One case dismissed Thursday involved a Sam Rainsy Par­ty official in Kompong Speu who was fined 5 million riel (about $1,250) for interfering with a CPP rally.

CPP officials initially accused the opposition official, Sok Sarom, of cutting off speakers that were broadcasting a CPP tape.

But CPP lawyer Sok Chea successfully asked the NEC to dismiss the case. “There was some slight confusion. The Sam Rainsy officials didn’t annoy the campaign,” he said Thursday.

Sok Chea said two unidentified foreigners working as election observers were the ones who cut off the speakers.

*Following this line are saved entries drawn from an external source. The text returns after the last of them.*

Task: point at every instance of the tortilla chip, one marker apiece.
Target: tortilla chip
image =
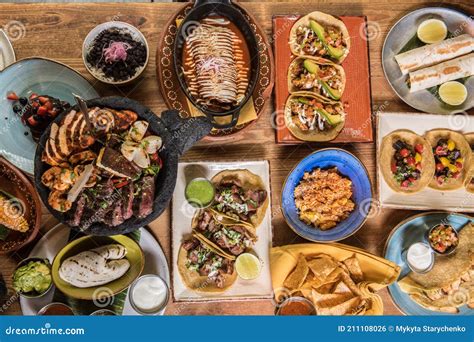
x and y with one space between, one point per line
296 278
323 265
329 300
353 266
341 287
343 308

Sam Rainsy Party representative You Samheang told the NEC that on July 20, Sam Rainsy tried to give a speech in Kompong Speu but CPP officials there cranked up their campaign recording to drown him out. The election ob­servers disconnected the speakers so that Sam Rainsy could be understood, he said.

Sok Chea also asked the NEC to dismiss the other case, in which the Kompong Speu Pro­vincial Election Committee barred two CPP village chiefs from voting for five years.

The two chiefs, Tet Sambath and Oum Khim of Samrong Tong district’s Rlaingprel commune, were accused of entering a polling station on Election Day and ordering villagers to vote for the CPP.

Chea Sok argued that the village chiefs were simply assisting illiterate voters.

You Samheang agreed that the case should be dropped.

“The two village chiefs prom­ised me that they wouldn’t do it again,” he said. The NEC dismissed the case.

Although the opposition party did not expect the NEC to take action, the process should be followed so that a party can criticize the NEC when it fails, Sam Rainsy Party spokesman Ung Bun-Ang said.

NEC Secretary-General Tep Nitha called the criticisms ground­less and typical of the opposition.